Mathlib.Topology.UniformSpace.AbsoluteValue

Module docstring

{"# Uniform structure induced by an absolute value

We build a uniform space structure on a commutative ring R equipped with an absolute value into a linear ordered field 𝕜. Of course in the case R is ℚ, ℝ or ℂ and 𝕜 = ℝ, we get the same thing as the metric space construction, and the general construction follows exactly the same path.

References

[N. Bourbaki, Topologie générale][bourbaki1966]

Tags

absolute value, uniform spaces "}

AbsoluteValue.uniformSpace definition

: UniformSpace R

Full source

/-- The uniform structure coming from an absolute value. -/
def uniformSpace : UniformSpace R :=
  .ofFun (fun x y => abv (y - x)) (by simp) (fun x y => abv.map_sub y x)
    (fun _ _ _ => (abv.sub_le _ _ _).trans_eq (add_comm _ _))
    fun ε ε0 => ⟨ε / 2, half_pos ε0, fun _ h₁ _ h₂ => (add_lt_add h₁ h₂).trans_eq (add_halves ε)⟩

Uniform structure induced by an absolute value

Informal description

The uniform space structure on a commutative ring $R$ induced by an absolute value $abv : R \to \mathbb{K}$, where $\mathbb{K}$ is a linearly ordered field. The uniformity is defined by the entourages $\{(x, y) \in R \times R \mid abv(y - x) < \varepsilon\}$ for all $\varepsilon > 0$ in $\mathbb{K}$. This construction generalizes the metric space uniformity when $R$ is $\mathbb{Q}$, $\mathbb{R}$, or $\mathbb{C}$ and $\mathbb{K} = \mathbb{R}$.

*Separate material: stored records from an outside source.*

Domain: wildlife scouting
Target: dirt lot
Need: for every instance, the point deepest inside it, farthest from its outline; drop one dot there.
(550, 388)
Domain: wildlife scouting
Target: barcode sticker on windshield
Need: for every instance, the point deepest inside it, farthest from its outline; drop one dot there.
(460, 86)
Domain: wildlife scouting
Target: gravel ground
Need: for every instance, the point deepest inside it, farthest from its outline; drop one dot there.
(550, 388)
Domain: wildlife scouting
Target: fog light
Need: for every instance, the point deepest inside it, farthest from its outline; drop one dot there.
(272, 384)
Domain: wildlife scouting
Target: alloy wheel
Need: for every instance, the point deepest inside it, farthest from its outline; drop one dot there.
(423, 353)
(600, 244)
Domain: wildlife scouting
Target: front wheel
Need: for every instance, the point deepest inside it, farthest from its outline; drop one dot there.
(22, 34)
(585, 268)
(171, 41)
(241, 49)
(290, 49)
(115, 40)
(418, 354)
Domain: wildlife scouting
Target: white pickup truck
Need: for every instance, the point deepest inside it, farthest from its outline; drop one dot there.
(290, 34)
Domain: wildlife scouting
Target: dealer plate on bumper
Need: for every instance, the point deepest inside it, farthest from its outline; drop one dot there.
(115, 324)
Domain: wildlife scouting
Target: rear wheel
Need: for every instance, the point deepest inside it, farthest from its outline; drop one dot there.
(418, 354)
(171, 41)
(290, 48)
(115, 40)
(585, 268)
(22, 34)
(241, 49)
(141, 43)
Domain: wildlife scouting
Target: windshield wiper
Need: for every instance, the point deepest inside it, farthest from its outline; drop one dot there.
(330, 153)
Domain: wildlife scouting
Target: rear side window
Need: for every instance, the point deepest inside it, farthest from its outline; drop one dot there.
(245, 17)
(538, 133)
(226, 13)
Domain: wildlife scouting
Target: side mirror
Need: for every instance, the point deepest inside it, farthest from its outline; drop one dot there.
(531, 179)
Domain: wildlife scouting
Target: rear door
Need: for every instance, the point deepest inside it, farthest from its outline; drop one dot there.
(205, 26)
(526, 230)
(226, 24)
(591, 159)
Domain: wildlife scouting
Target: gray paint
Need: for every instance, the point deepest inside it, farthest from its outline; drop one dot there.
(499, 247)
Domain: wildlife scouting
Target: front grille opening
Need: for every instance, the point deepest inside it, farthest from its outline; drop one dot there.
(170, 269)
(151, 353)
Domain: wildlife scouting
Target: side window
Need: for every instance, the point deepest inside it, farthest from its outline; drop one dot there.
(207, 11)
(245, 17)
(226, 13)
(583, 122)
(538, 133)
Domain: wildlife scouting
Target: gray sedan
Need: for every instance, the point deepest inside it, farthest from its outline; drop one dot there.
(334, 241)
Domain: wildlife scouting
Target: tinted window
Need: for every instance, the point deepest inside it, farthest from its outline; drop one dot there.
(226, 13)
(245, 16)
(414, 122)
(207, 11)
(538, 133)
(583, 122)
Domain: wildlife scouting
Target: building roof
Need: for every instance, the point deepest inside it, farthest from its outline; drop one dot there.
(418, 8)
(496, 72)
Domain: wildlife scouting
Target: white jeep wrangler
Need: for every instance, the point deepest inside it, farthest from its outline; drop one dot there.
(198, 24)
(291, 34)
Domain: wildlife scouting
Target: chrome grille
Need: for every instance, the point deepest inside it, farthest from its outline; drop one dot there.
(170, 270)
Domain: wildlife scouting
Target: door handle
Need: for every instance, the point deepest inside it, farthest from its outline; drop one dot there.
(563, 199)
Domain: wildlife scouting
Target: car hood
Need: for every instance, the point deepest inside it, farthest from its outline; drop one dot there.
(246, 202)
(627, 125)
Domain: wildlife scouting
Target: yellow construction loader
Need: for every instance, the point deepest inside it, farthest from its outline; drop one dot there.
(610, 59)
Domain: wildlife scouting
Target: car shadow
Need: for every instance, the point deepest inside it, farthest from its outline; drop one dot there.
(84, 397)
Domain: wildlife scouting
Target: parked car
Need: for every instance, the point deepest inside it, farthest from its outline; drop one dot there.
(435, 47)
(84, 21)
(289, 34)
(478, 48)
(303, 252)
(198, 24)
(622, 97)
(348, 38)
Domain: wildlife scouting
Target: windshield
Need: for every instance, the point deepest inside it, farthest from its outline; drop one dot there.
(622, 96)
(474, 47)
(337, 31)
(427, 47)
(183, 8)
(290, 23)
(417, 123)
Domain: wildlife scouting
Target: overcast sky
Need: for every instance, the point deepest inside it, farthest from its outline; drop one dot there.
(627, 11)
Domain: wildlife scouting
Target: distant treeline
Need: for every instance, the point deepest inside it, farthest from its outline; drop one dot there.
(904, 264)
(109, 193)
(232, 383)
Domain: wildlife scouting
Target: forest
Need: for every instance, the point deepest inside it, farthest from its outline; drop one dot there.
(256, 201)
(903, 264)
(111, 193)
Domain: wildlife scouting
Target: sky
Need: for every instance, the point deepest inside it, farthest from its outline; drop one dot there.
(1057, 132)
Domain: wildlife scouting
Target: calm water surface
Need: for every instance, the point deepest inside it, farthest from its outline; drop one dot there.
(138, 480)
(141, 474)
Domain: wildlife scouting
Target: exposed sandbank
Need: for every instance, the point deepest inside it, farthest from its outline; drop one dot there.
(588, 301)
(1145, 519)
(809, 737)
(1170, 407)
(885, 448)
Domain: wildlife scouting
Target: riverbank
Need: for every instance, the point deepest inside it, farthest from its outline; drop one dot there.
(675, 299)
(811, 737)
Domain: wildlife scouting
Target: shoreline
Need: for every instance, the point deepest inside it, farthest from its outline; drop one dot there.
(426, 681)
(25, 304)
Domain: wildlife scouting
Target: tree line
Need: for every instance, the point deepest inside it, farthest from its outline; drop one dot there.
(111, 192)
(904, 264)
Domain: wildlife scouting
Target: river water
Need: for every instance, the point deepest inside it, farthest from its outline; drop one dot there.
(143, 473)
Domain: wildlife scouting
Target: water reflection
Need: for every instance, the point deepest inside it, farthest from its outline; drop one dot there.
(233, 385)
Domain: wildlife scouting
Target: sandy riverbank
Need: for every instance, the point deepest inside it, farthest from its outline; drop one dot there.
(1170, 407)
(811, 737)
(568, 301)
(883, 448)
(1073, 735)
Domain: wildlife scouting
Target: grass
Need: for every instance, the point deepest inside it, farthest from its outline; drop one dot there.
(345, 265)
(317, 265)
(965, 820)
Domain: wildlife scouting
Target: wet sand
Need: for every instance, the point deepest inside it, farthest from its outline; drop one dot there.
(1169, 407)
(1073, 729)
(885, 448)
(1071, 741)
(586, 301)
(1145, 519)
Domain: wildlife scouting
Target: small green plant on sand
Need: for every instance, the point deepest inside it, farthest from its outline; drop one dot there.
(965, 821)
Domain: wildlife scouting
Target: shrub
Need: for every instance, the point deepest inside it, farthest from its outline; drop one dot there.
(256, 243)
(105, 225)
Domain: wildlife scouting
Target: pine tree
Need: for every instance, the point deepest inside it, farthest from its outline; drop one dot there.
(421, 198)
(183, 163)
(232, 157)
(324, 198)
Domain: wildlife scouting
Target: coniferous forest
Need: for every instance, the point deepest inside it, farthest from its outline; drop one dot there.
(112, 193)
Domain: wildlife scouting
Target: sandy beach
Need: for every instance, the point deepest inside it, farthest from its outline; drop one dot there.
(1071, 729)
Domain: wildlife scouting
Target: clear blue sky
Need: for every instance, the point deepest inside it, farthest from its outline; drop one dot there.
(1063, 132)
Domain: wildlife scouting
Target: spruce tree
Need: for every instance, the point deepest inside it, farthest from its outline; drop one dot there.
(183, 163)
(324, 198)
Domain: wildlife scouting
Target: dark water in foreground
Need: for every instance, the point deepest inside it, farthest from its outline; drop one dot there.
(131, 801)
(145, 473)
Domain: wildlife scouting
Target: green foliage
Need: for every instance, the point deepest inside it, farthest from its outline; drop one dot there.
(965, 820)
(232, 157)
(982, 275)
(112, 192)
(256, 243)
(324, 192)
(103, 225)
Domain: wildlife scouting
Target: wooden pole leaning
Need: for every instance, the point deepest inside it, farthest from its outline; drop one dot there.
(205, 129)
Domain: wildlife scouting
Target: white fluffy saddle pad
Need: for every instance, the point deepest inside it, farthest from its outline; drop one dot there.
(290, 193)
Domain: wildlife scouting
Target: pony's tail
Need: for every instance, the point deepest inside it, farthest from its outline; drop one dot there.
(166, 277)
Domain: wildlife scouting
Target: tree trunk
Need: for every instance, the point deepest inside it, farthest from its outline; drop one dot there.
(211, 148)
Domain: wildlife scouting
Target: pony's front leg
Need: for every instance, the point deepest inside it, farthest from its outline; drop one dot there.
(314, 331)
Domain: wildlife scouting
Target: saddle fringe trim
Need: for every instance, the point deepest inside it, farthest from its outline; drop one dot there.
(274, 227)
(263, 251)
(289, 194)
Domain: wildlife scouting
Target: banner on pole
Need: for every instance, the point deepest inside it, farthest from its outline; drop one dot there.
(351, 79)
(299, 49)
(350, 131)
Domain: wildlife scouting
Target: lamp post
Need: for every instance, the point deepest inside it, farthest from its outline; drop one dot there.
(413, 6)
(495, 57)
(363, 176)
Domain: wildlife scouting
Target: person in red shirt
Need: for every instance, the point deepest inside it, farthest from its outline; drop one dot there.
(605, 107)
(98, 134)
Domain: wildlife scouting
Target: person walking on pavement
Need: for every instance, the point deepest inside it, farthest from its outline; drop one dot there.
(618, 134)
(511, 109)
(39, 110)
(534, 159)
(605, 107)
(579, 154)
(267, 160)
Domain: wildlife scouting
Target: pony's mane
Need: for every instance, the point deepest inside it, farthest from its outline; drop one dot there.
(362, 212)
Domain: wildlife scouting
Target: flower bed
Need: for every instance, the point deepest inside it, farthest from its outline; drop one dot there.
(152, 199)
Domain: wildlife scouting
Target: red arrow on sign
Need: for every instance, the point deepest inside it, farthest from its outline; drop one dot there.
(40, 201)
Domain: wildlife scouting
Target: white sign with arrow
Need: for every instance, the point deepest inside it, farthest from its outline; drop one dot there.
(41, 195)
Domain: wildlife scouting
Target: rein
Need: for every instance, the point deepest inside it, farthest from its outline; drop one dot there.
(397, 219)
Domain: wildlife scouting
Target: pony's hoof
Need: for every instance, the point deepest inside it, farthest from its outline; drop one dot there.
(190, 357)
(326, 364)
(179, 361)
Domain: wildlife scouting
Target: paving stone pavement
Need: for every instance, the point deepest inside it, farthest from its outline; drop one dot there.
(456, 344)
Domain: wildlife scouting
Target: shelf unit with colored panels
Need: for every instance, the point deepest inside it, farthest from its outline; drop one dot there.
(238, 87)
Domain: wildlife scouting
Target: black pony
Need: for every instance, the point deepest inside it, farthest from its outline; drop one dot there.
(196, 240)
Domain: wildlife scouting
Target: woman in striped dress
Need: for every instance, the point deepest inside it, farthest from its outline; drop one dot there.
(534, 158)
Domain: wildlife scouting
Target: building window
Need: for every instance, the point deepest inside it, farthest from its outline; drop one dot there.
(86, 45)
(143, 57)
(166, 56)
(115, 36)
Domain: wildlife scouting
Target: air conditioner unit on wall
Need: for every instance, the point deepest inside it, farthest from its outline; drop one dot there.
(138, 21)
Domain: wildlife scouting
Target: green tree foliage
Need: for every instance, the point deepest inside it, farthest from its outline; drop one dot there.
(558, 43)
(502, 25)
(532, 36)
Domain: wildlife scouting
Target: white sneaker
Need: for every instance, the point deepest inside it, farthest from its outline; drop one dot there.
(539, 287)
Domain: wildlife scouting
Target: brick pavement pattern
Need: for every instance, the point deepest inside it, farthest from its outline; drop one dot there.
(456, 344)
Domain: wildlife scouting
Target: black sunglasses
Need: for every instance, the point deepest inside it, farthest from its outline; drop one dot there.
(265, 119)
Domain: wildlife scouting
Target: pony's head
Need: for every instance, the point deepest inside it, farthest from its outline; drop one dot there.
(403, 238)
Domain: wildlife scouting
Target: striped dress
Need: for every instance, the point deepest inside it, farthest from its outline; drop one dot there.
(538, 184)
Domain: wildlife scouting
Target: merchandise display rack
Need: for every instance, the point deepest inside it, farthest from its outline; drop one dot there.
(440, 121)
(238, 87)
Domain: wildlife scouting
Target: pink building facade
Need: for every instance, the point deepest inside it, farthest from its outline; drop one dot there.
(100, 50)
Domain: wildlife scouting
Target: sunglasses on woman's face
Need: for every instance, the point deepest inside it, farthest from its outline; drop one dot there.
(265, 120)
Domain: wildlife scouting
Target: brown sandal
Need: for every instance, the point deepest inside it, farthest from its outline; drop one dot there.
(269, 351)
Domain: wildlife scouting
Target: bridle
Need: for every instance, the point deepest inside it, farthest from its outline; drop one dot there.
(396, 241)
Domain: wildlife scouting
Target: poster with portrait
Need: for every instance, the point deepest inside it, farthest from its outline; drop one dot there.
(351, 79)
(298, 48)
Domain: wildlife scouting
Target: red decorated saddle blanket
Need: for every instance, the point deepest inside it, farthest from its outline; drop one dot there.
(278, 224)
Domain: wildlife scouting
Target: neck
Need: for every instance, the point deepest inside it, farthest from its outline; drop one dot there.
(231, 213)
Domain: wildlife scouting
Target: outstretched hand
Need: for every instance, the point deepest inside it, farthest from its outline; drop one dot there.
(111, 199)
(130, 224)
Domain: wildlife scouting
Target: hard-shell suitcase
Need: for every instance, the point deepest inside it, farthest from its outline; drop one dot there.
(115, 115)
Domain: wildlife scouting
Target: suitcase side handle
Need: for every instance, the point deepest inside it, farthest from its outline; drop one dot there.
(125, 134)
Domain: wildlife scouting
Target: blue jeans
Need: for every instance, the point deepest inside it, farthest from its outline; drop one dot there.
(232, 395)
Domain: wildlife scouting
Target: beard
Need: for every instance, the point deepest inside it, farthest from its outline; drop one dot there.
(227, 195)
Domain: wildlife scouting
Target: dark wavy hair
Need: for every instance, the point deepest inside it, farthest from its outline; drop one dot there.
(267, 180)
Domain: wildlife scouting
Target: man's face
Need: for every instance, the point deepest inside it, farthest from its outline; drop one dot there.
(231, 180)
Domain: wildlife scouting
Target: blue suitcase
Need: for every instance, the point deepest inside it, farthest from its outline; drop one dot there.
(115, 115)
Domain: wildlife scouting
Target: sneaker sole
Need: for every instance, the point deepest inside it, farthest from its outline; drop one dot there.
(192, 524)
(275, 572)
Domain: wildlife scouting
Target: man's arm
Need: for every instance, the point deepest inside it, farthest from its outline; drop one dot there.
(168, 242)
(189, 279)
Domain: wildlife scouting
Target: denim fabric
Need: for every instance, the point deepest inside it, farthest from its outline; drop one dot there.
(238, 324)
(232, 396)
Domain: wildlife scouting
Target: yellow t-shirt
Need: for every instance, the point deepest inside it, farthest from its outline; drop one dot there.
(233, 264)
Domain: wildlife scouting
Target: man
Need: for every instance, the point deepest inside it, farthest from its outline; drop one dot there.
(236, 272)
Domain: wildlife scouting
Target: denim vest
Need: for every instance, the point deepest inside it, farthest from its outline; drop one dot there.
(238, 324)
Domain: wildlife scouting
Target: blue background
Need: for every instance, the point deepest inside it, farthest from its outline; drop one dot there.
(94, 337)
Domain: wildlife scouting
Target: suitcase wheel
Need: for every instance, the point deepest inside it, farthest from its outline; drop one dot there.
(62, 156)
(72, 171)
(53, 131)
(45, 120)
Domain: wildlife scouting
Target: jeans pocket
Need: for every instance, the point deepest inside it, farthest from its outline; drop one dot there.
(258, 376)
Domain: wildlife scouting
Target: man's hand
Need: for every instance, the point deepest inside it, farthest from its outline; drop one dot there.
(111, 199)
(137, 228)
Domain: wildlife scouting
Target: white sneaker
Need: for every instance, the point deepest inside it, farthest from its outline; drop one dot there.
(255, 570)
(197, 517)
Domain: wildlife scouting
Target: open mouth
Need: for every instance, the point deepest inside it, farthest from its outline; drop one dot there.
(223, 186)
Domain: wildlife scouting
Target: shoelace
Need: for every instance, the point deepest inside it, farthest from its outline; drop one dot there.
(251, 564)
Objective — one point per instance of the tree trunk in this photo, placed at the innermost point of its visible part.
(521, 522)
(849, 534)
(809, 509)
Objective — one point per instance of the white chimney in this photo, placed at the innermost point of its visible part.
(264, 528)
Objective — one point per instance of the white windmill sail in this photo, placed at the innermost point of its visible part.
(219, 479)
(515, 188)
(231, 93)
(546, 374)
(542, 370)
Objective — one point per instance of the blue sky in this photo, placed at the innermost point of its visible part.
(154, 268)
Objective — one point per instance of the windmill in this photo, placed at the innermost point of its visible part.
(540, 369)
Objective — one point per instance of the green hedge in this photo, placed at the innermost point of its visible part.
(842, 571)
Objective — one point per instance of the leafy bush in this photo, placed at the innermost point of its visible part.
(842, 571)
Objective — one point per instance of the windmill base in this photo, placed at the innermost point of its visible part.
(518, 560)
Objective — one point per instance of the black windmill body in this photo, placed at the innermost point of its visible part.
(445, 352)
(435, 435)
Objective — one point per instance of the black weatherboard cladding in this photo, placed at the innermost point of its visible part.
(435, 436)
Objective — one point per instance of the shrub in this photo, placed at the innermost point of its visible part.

AbsoluteValue.hasBasis_uniformity theorem

: 𝓤[abv.uniformSpace].HasBasis ((0 : 𝕜) < ·) fun ε => {p : R × R | abv (p.2 - p.1) < ε}

Full source

theorem hasBasis_uniformity :
    𝓤[abv.uniformSpace].HasBasis ((0 : 𝕜) < ·) fun ε => { p : R × R | abv (p.2 - p.1) < ε } :=
  UniformSpace.hasBasis_ofFun (exists_gt _) _ _ _ _ _

Basis for Uniformity Induced by Absolute Value

Informal description

The uniformity $\mathfrak{U}$ on a commutative ring $R$ induced by an absolute value $abv: R \to \mathbb{K}$ (where $\mathbb{K}$ is a linearly ordered field) has a basis consisting of sets of the form $\{(x, y) \in R \times R \mid abv(y - x) < \varepsilon\}$ for all $\varepsilon > 0$ in $\mathbb{K}$.